そして、これ以後この考えは一貫していきます。自分の学びたいものを学び、人から押しつけられたことは一切しないで独自の道を拓いていったのです。しかし、さすがのジョブズも小学生時代は方向性が分からない状況に追い込まれ、犯罪に手を染める一歩手前だったそうです。そんな時、学校の先生に助けられ道を誤らなかったといいます。子どもの頃にそのような手助けを受けたことで、のちに感謝の気持ちを込めて、パソコンを学校に寄付しています。
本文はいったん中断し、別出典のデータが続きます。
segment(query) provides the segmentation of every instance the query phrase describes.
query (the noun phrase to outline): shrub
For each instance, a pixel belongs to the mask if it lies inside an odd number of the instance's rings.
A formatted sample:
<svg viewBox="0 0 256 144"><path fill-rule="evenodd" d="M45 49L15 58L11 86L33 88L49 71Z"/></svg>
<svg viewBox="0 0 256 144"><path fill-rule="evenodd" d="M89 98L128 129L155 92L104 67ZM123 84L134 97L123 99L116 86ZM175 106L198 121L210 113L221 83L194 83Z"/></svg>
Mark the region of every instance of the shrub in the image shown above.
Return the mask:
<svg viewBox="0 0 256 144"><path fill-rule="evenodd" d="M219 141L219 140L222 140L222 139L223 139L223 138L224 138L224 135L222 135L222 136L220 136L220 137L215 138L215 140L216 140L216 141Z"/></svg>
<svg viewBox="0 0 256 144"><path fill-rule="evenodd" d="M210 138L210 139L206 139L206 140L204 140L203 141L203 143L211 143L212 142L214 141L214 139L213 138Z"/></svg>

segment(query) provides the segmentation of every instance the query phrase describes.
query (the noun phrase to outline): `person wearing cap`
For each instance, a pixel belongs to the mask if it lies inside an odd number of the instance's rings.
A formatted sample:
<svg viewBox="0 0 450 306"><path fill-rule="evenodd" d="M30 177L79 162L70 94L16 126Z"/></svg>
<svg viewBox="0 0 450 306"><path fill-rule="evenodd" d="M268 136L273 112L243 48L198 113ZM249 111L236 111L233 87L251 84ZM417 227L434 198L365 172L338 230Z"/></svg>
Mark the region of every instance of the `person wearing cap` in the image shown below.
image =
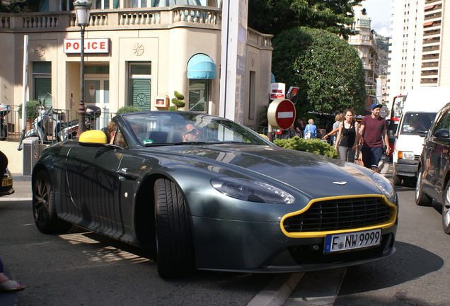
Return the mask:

育ての親はとても穏やかで、ジョブズにいい影響を与えていたようです。大学を中退して、自宅のガレージで5才年上のスティーブ・ウォズニアックと、たった二人で資本金1,000ドル(現在の日本円にして約130,000円)ほどの小さな会社を設立します。ウォズニアックは電子機器の天才、ジョブズはコーディネートの天才でお互いに協力しながら会社を大きくしていきます。その働き方は尋常ではなく、今の日本の労働基準監督署の労働条件でいうと常に違反していたと思います。私も若い頃は一日16時間労働で、一年の休みが10日もなく働いたものです。それが私たちの青春の10年だったのです。
ジョブズは、コンピュータ業界の先行に目を向け、その方向に進んでいくのです。コンピュータが海のものとも山のものともわからないまま、ジョブズ一流の感によって突き進んでいくわけです。その時の言葉に「コンピュータが感動を生むのではない、コンピュータで感動を起こすのだ」とあります。私も実にその通りだと思います。物が感動を起こすのではなく、その行為が感動を起こすのです。
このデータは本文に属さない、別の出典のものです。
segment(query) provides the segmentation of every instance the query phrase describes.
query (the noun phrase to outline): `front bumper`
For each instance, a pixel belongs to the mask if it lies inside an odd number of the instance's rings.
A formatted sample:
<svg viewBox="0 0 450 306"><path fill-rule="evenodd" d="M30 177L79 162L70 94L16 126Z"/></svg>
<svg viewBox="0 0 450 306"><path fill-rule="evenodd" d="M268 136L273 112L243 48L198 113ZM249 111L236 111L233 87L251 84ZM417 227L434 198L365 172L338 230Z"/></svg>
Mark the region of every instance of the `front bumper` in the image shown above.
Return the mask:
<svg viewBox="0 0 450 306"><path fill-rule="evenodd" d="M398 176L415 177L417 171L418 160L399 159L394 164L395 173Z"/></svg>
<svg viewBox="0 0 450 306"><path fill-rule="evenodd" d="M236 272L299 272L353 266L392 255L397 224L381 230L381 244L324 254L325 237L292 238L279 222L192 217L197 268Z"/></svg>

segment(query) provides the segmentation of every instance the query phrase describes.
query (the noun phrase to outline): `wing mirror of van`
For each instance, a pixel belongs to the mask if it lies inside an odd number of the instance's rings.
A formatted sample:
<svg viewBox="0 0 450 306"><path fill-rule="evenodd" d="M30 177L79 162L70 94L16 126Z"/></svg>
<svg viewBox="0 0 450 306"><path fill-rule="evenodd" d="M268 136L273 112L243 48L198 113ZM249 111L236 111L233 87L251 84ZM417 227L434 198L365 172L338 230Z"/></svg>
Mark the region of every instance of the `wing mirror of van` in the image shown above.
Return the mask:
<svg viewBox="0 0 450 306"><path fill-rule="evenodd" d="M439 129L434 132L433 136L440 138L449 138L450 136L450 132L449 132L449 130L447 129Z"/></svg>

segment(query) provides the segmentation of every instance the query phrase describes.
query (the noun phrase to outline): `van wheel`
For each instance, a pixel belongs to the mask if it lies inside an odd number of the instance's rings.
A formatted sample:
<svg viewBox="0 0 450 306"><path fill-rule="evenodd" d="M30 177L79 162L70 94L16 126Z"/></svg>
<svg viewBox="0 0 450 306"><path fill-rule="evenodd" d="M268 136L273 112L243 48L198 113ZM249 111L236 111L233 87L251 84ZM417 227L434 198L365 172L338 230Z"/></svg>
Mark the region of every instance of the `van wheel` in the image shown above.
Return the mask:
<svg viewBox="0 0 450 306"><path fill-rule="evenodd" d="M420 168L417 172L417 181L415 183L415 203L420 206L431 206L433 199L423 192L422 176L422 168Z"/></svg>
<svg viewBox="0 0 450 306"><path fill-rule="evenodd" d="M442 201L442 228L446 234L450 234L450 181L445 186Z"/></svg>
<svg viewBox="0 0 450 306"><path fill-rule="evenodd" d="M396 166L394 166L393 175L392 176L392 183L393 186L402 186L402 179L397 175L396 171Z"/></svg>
そして、無から有を生じていく過程で、自分一人の力ではなく色々なスタッフを集め、その能力を高めるのです。スタッフの能力を高める才能は天才的です。様々な人々とのかかわりの中で商品を提供していき、全く世の中になかったような商品を次々と提供していきます。そこには、金儲けだけでなく、世の為になるという根本的な哲学を持ち続け、一切ぶれずに商品を提供し続けるのです。
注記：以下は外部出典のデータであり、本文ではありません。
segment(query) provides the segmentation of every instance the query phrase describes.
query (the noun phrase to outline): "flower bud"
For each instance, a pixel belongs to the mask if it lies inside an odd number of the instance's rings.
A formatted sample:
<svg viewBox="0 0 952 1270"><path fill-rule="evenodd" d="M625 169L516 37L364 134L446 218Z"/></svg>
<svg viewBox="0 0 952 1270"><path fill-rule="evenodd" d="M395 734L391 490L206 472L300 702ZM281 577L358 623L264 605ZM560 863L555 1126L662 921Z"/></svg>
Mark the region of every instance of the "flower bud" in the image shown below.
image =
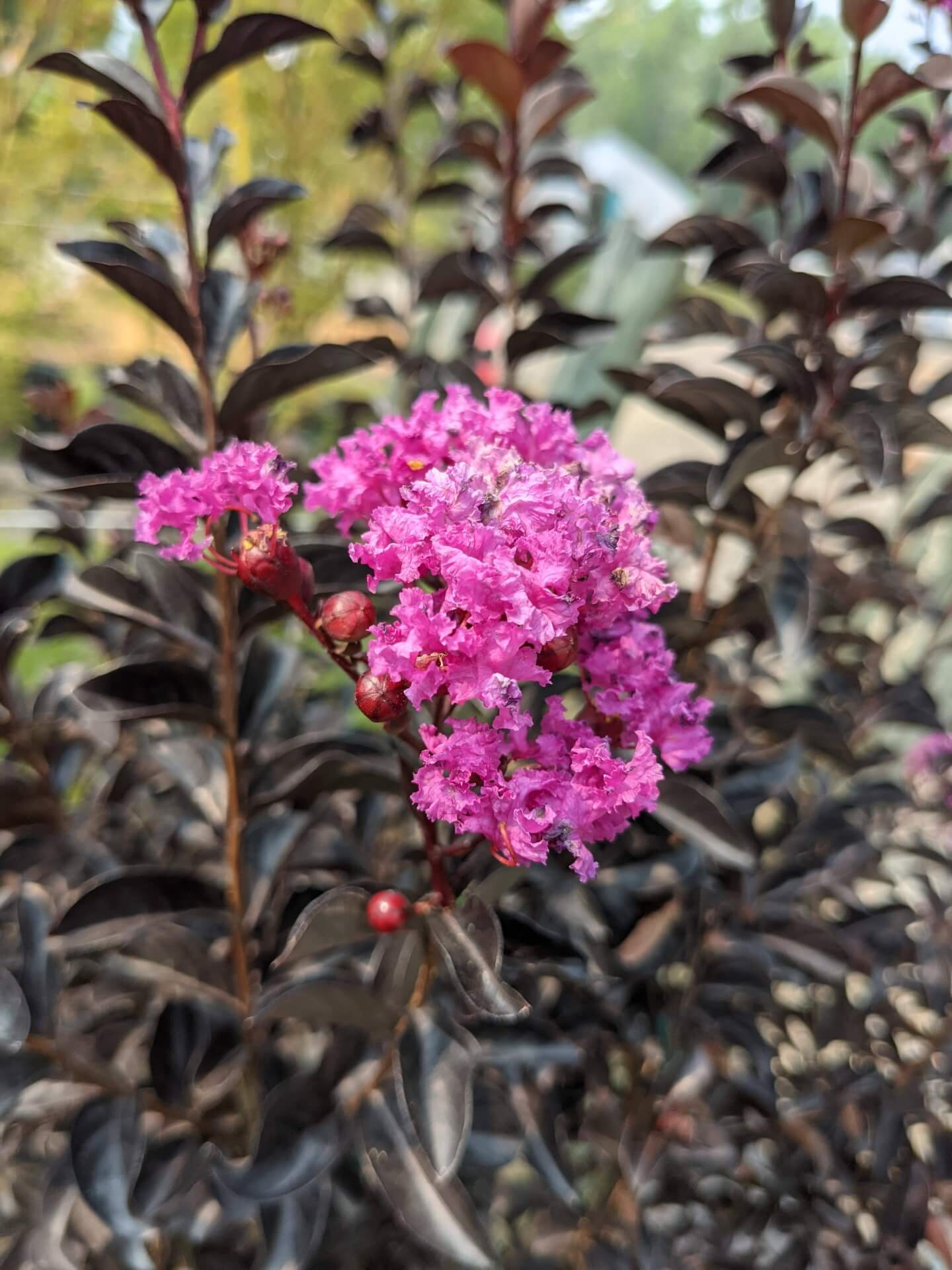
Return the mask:
<svg viewBox="0 0 952 1270"><path fill-rule="evenodd" d="M386 674L372 674L369 671L357 681L354 701L357 709L374 723L399 719L406 710L406 697L400 685Z"/></svg>
<svg viewBox="0 0 952 1270"><path fill-rule="evenodd" d="M538 664L543 671L564 671L571 665L579 652L579 631L572 626L565 635L556 635L548 644L543 644L538 653Z"/></svg>
<svg viewBox="0 0 952 1270"><path fill-rule="evenodd" d="M399 890L378 890L367 902L367 921L381 935L391 935L406 923L409 907Z"/></svg>
<svg viewBox="0 0 952 1270"><path fill-rule="evenodd" d="M373 601L359 591L339 591L321 607L321 626L331 639L357 643L376 621Z"/></svg>
<svg viewBox="0 0 952 1270"><path fill-rule="evenodd" d="M263 525L245 535L234 552L237 575L249 591L258 591L282 603L314 597L314 569L294 551L283 530Z"/></svg>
それは日本の曹洞宗の僧侶、乙川弘文氏の禅による心の大切さの影響を大きく受けているらしいのです。次々と様々な商品や作品、マッキントッシュ、iPad、iTunes、ファインディングニモ、iPhoneなどを提供し、56才の生涯を閉じるのです。
実に短い生涯の中で、世界に影響を与え、人生とは何か?生きるとは何か?死とは何か?を常につきつめて生き続けた人生です。我々にとって、人生をどう生きるか、死をどう迎えるかは大きな問いですが、一つの示唆をされています。また、物を作り出す、お金儲けをするということに、常に囚われる場合もありますが、人生の選択肢の一つも提示してくれました。
今、私はiPhoneを使っていますが、手のひらサイズで小さく薄く、キーボードなく入力し、機能は無限にあり、動作も早く素晴らしく便利です。皆さんもスマホを使って感動を呼び起こしていると思います。
ジョブズは56年の生涯で、人の無知と保守性、そして人の能力を見分け教育することで、この世に存在しない商品を作り出したのです。「できるわけが無い」で大幅に改悪され、「つくれやしない」でまた大幅に改悪。これが自らの敗北をわざわざ招き寄せるとも言っています。
人の能力を見分ける力、良い人、良い物を見分ける特別に優れた能力をジョブズは保有していました。その人間性で凄まじい人生を駆け抜けたのです。少しでも見習えたらと思う次第です。